European equivalent of Square, iZettle, commences UK beta trials

European equivalent of Square, iZettle, commences UK beta trials

Swedish mobile card swipe start-up iZettle - billed as the European equivalent to Square - is set to begin a beta-test of its technology in the UK.

Under the programme, iZettle is working with MasterCard, American Express and Diners Club to make 3000 of its mini chip-card readers available for small businesses and individuals in the UK.

Jacob de Geer, founder and CEO at iZettle comments: "The UK is a priority market for us and we are very excited about kick-starting this beta programme with three of the major card networks."

With more than 50,000 users today, iZettle has increased the number of point of sale (POS) card acceptance terminals in the Nordic by 10 percent since it began operation in Sweden last September and expanded to Denmark, Finland and Norway in February this year.
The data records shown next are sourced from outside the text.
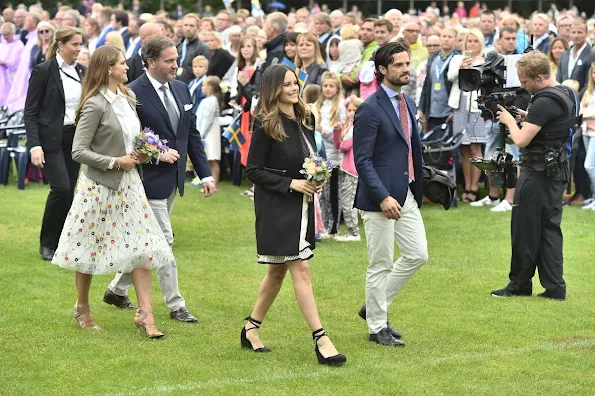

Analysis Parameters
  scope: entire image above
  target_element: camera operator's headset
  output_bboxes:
[529,85,582,156]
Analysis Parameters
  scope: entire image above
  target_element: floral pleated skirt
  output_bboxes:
[52,168,174,275]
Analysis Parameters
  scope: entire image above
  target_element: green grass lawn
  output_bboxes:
[1,178,594,395]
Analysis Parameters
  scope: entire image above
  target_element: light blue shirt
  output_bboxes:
[381,83,414,183]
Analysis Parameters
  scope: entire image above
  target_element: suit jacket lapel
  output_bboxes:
[140,74,175,135]
[50,58,65,100]
[376,88,406,142]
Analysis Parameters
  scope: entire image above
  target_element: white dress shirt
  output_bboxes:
[56,53,82,126]
[146,73,180,117]
[125,36,140,59]
[568,42,588,78]
[101,88,140,155]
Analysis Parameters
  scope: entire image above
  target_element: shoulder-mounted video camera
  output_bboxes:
[458,52,522,188]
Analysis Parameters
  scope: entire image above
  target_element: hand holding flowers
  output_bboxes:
[295,155,335,201]
[133,127,170,163]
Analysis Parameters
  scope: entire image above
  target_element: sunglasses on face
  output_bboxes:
[39,29,50,34]
[427,44,440,48]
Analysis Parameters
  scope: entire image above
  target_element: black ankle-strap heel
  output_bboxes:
[312,328,347,366]
[241,316,271,353]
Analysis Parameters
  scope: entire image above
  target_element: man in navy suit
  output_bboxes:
[104,36,216,323]
[353,42,428,347]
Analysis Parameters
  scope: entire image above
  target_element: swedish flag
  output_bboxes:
[282,58,308,88]
[222,115,245,152]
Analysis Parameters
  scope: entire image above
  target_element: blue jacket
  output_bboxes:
[95,26,114,48]
[128,73,212,199]
[353,86,424,211]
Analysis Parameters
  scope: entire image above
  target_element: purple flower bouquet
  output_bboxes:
[133,127,169,161]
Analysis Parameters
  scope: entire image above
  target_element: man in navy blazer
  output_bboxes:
[353,43,428,347]
[556,18,592,92]
[104,36,215,323]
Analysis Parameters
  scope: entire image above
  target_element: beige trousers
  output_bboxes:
[360,187,428,334]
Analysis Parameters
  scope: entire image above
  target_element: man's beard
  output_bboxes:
[386,74,410,87]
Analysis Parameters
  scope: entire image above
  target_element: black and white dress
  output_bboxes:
[258,126,316,264]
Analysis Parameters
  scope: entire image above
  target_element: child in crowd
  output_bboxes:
[338,24,363,74]
[196,76,223,187]
[76,49,90,68]
[303,84,326,242]
[326,36,342,73]
[189,55,208,113]
[333,95,362,241]
[187,56,209,183]
[315,72,346,239]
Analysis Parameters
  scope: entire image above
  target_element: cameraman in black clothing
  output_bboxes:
[492,51,579,301]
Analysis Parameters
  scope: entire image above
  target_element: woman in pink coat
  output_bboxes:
[0,22,25,107]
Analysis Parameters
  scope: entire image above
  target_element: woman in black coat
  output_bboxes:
[25,27,85,261]
[204,31,235,80]
[242,64,346,366]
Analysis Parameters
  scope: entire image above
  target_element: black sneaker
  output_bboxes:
[491,288,532,298]
[537,292,565,301]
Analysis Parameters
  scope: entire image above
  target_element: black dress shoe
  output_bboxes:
[39,246,55,261]
[358,305,402,339]
[537,292,565,301]
[103,290,137,309]
[170,306,198,323]
[369,328,405,347]
[491,288,532,298]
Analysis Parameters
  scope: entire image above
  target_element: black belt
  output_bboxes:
[63,125,76,132]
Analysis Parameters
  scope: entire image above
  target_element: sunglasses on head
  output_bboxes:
[38,29,50,34]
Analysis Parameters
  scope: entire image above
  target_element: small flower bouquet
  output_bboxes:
[133,127,169,162]
[300,155,334,201]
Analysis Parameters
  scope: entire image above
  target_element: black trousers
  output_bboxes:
[40,126,80,250]
[506,170,567,299]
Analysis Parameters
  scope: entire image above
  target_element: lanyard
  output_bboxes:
[180,40,188,65]
[60,68,81,84]
[435,52,454,80]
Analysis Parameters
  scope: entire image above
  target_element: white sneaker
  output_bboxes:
[320,233,336,239]
[470,196,501,207]
[582,201,595,210]
[491,200,513,212]
[335,235,361,242]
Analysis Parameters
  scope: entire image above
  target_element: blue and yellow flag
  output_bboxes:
[282,58,308,88]
[222,115,245,152]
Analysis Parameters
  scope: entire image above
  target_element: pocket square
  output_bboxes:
[184,104,193,111]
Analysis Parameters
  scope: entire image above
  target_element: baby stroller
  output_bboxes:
[421,122,465,207]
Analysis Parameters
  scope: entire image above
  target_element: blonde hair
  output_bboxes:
[36,21,56,47]
[203,30,223,49]
[464,28,485,57]
[315,72,344,127]
[516,50,551,80]
[341,24,359,40]
[302,85,321,131]
[345,95,363,109]
[581,65,595,109]
[105,31,126,54]
[48,27,84,59]
[192,55,208,66]
[75,46,135,124]
[295,33,325,67]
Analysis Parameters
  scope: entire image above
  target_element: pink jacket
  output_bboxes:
[333,125,358,177]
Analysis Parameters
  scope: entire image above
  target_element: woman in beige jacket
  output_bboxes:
[52,46,173,338]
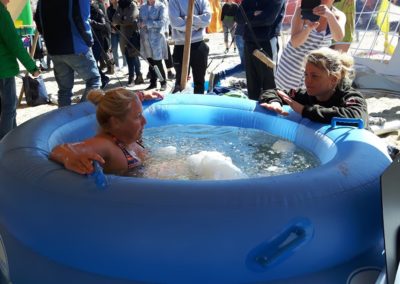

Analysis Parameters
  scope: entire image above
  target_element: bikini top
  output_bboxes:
[112,136,144,169]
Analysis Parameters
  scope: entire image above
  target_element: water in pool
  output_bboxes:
[133,124,319,180]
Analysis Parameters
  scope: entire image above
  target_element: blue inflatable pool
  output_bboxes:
[0,94,391,284]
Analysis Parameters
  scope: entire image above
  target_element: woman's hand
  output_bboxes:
[312,5,335,20]
[50,143,105,175]
[260,101,288,116]
[277,90,304,114]
[32,70,41,78]
[139,21,146,28]
[140,90,164,101]
[64,151,105,175]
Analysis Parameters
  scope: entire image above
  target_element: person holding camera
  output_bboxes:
[275,0,346,91]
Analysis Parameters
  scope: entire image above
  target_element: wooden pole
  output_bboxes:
[252,49,276,69]
[179,0,195,91]
[18,28,39,107]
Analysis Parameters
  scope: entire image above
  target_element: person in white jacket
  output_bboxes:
[168,0,211,94]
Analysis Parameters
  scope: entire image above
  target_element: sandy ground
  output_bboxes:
[15,32,400,149]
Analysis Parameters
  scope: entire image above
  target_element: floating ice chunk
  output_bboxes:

The iZettle reader is EMV-approved, and compliant with PCI-DSS standards. Much like Square in the US, there is no set up fee, or monthly fee or minimum, with the company making its money by taking a 2.75% to 3.75% tax on all transactions passed through the reader.
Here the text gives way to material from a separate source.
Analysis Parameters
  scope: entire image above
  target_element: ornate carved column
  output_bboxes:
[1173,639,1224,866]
In February, iZettle hired former Barclaycard innovation chief Stewart Roberts to lead its operations in the UK. It also counts Carphone Warehouse founder Charles Dunstone among its investors. Dunstone is likely to play an important role in ensuring mass-market distribution once the service is ready for commercial roll-out.
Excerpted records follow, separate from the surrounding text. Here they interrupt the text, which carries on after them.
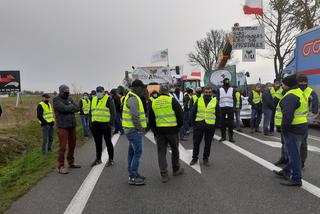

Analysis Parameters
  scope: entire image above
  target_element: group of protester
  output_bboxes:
[36,73,317,187]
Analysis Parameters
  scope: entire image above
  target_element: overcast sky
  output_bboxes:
[0,0,275,93]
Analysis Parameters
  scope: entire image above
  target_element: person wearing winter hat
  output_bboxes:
[273,74,308,187]
[53,84,81,174]
[122,79,147,185]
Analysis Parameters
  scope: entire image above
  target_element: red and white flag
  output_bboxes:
[243,0,263,16]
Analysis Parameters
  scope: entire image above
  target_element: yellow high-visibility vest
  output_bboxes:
[91,96,110,122]
[39,102,55,123]
[152,95,177,127]
[252,91,262,104]
[81,99,91,115]
[195,96,217,125]
[193,95,199,104]
[275,88,308,126]
[270,87,283,100]
[235,91,241,109]
[122,92,147,128]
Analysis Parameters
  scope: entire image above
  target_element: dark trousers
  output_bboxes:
[220,107,234,139]
[114,112,124,134]
[42,125,54,154]
[193,123,215,160]
[282,132,303,182]
[300,130,308,164]
[57,128,77,168]
[250,107,262,129]
[91,126,114,161]
[156,133,180,175]
[270,109,275,132]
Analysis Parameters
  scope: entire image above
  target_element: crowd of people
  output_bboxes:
[36,74,318,187]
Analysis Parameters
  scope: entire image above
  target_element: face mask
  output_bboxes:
[151,93,158,98]
[224,82,230,87]
[274,83,280,88]
[97,92,104,98]
[204,95,212,100]
[83,95,88,100]
[63,92,69,98]
[299,84,307,90]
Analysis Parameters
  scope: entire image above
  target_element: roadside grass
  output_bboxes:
[0,95,87,213]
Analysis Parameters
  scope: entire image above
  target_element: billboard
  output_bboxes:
[204,65,236,90]
[0,70,21,92]
[232,26,265,49]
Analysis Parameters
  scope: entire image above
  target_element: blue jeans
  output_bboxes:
[42,125,54,154]
[80,114,90,137]
[282,132,303,182]
[126,131,143,178]
[250,107,262,129]
[235,109,241,130]
[263,108,272,133]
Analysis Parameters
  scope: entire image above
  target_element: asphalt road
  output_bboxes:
[5,126,320,214]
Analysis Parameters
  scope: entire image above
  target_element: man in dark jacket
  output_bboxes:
[273,75,308,187]
[53,84,81,174]
[110,88,124,135]
[190,87,219,166]
[37,94,55,154]
[148,84,184,183]
[90,86,116,167]
[262,83,275,136]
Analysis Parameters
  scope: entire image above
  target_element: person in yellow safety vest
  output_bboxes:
[90,86,116,168]
[297,75,319,168]
[190,87,219,166]
[270,79,283,133]
[234,87,242,132]
[79,92,91,137]
[249,83,263,133]
[273,74,308,187]
[193,87,202,104]
[122,79,147,186]
[37,93,55,155]
[148,84,185,183]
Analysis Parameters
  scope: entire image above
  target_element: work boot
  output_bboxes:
[128,176,146,186]
[91,159,102,167]
[280,180,302,187]
[173,168,184,176]
[274,158,286,166]
[203,159,210,167]
[272,170,288,180]
[58,167,69,175]
[229,138,235,143]
[160,174,169,183]
[105,159,114,167]
[189,159,198,166]
[219,137,226,142]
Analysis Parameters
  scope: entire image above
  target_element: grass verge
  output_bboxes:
[0,120,86,214]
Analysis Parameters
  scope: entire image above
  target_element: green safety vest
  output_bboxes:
[195,96,217,125]
[39,102,55,123]
[274,88,308,126]
[81,99,91,115]
[152,95,177,127]
[122,92,147,128]
[193,95,199,104]
[304,87,313,102]
[91,96,110,122]
[252,91,262,104]
[235,91,241,109]
[270,87,283,100]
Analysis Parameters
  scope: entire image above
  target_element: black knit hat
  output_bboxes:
[131,79,146,88]
[282,74,298,87]
[297,75,308,83]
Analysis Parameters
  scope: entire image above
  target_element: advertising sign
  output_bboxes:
[204,65,236,89]
[0,70,21,92]
[232,26,265,49]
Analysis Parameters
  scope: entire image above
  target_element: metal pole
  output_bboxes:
[15,92,20,107]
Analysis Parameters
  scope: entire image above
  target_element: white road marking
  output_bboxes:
[309,135,320,142]
[214,135,320,198]
[64,134,120,214]
[145,131,201,174]
[234,130,320,153]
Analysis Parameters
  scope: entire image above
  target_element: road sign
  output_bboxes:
[242,48,256,62]
[0,70,21,92]
[232,26,265,49]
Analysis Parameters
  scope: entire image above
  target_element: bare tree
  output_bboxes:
[256,0,297,79]
[188,29,226,72]
[290,0,320,31]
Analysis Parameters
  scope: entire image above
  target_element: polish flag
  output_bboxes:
[243,0,263,16]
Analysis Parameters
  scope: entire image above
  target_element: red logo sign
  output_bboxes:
[302,38,320,57]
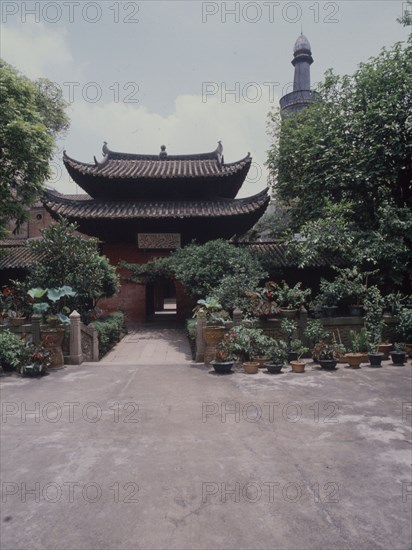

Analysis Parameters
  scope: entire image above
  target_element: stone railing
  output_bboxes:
[1,311,99,365]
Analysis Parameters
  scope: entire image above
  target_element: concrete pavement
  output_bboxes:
[0,326,411,550]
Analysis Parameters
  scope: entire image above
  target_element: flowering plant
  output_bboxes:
[245,282,280,319]
[20,344,51,376]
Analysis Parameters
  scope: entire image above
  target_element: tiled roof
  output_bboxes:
[239,242,344,268]
[0,246,41,270]
[64,154,251,180]
[43,189,270,220]
[62,142,251,200]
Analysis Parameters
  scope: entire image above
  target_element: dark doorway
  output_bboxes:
[146,280,177,322]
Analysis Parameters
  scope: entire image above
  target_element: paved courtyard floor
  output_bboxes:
[1,326,411,550]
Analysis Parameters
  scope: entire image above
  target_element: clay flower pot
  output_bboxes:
[344,353,368,369]
[290,360,306,373]
[243,361,259,374]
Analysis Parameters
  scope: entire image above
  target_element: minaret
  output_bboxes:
[280,34,318,117]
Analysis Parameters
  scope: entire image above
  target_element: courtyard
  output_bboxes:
[1,326,411,550]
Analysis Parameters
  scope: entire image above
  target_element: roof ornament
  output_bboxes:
[102,141,110,155]
[215,140,224,163]
[159,145,167,158]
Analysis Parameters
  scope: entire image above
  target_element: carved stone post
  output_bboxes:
[31,314,42,345]
[299,305,308,344]
[68,310,83,365]
[233,307,242,326]
[195,312,206,363]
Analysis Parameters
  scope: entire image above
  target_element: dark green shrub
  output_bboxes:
[94,312,125,358]
[0,330,26,370]
[186,318,196,359]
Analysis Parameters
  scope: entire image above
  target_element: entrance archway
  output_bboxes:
[146,279,177,322]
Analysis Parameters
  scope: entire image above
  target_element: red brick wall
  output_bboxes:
[98,244,171,323]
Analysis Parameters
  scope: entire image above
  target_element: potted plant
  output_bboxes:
[224,325,265,373]
[390,343,407,366]
[264,340,288,374]
[317,343,339,370]
[395,307,412,357]
[19,344,51,376]
[290,342,309,373]
[194,297,230,346]
[333,267,376,316]
[364,286,385,367]
[28,286,76,368]
[276,281,311,318]
[280,318,299,361]
[344,328,369,368]
[244,281,280,320]
[316,279,341,317]
[304,319,329,361]
[3,283,30,326]
[211,335,235,374]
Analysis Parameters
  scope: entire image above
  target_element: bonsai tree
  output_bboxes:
[280,318,297,351]
[315,278,342,310]
[266,339,289,365]
[276,281,311,310]
[364,286,385,353]
[304,319,329,348]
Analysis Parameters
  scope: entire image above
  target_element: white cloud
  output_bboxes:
[1,22,73,79]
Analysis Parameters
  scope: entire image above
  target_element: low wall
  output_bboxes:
[195,312,398,362]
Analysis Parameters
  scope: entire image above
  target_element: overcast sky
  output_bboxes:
[2,0,410,197]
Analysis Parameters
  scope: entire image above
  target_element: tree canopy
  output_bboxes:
[266,34,412,290]
[0,60,69,239]
[27,218,119,317]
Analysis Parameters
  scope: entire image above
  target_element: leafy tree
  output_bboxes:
[267,33,412,290]
[268,39,412,228]
[0,60,69,238]
[27,218,119,317]
[125,239,267,309]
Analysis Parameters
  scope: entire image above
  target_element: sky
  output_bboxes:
[1,0,410,198]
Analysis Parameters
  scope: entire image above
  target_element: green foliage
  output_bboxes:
[364,286,385,350]
[28,218,119,317]
[170,240,266,303]
[123,257,174,285]
[244,281,280,319]
[348,328,369,353]
[186,318,196,359]
[94,312,125,358]
[0,330,26,370]
[192,297,230,326]
[395,307,412,342]
[0,60,69,238]
[220,325,270,361]
[266,339,288,365]
[304,319,329,346]
[28,286,76,324]
[267,39,412,288]
[126,240,266,310]
[275,281,311,309]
"Taking payments is becoming increasingly difficult with people carrying less and less cash in their wallets," says Dunstone. "With iZettle - problem solved - you can focus on growing your business."

iZettle may face domestic competition on UK shores, with British outtfit mPowa preparing for launch. Initially slated for release in February, the company has yet to issue any devices on the market, but is instead inviting prospective users to pre-register their interest over the Web.

Comments: (4)

A Finextra member
A Finextra member 16 May, 2012, 12:14Be the first to give this comment the thumbs up 0 likes

Good to see UK market entry at last. Interesting to note that it's a Mastercard/Amex trial - it'll need to be more universal to really scale, given Visa's dominant position in debit.


Ketharaman Swaminathan
Ketharaman Swaminathan - GTM360 Marketing Solutions - Pune 17 May, 2012, 17:10Be the first to give this comment the thumbs up 0 likes

Like Square, iZettle doesn't require its small business customers to have a merchant account. mPowa's pricing structure suggests that it does. Given that getting a merchant account directly from an acquirer bank is a major pain area for such businesses, iZettle shouldn't have any significant competition from mPowa. 

A Finextra member
A Finextra member 18 May, 2012, 07:40Be the first to give this comment the thumbs up 0 likes

iZettle today allows pan key entry of card numbers and therefore it is an excellent device for making card payments without the cardholders presense - why this is needed for face to face trading is unclear. Furthermore it is also distributed to private consumers enabelling these to receive payments from credit cards. This takes card payments to a new dimension when consumers start paying to consumers in a payment system like mastercard or american express, where all point of sale rules are based on that consumers pay to businesses. Exciting development. How come that point of sale terminal manufacturer giants have not been able to build a cheap and simple device like this? Does the device really meet all the normal requirements a pos terminal is expected to meet?  

A Finextra member
A Finextra member 18 May, 2012, 09:27Be the first to give this comment the thumbs up 0 likes

Not that I want to blow anyone elses trumpet, but anyone who's been in an Apple store recently will have seen that they run their EMV POS solution via ingenico jackets wrapped on iphones/ipods, wified to receipt printers under desk. The issues for smaller merchant use of mobile based POS, as others have commentated, are 1) the need for the merchant to sort out thier own merchant account, which is a REAL pain if you're a little sole trader or second income business, which is where the real market for these devices are, 2) the prohibitive hardware price point and 3) distribution network for the EMV devices. All the current mobile dongle type devices for the UK market are questionable for PCI, and more importantly, cardholder confidence, so I'm looking forward to a proper market release of a simple, reasonably priced EMV solution. This has potential not only for UK markets, but anywhere that has high EMV CH use. Well done iZettle. I'll certainly be trying out your solution, and hope that other solution providers join the fray.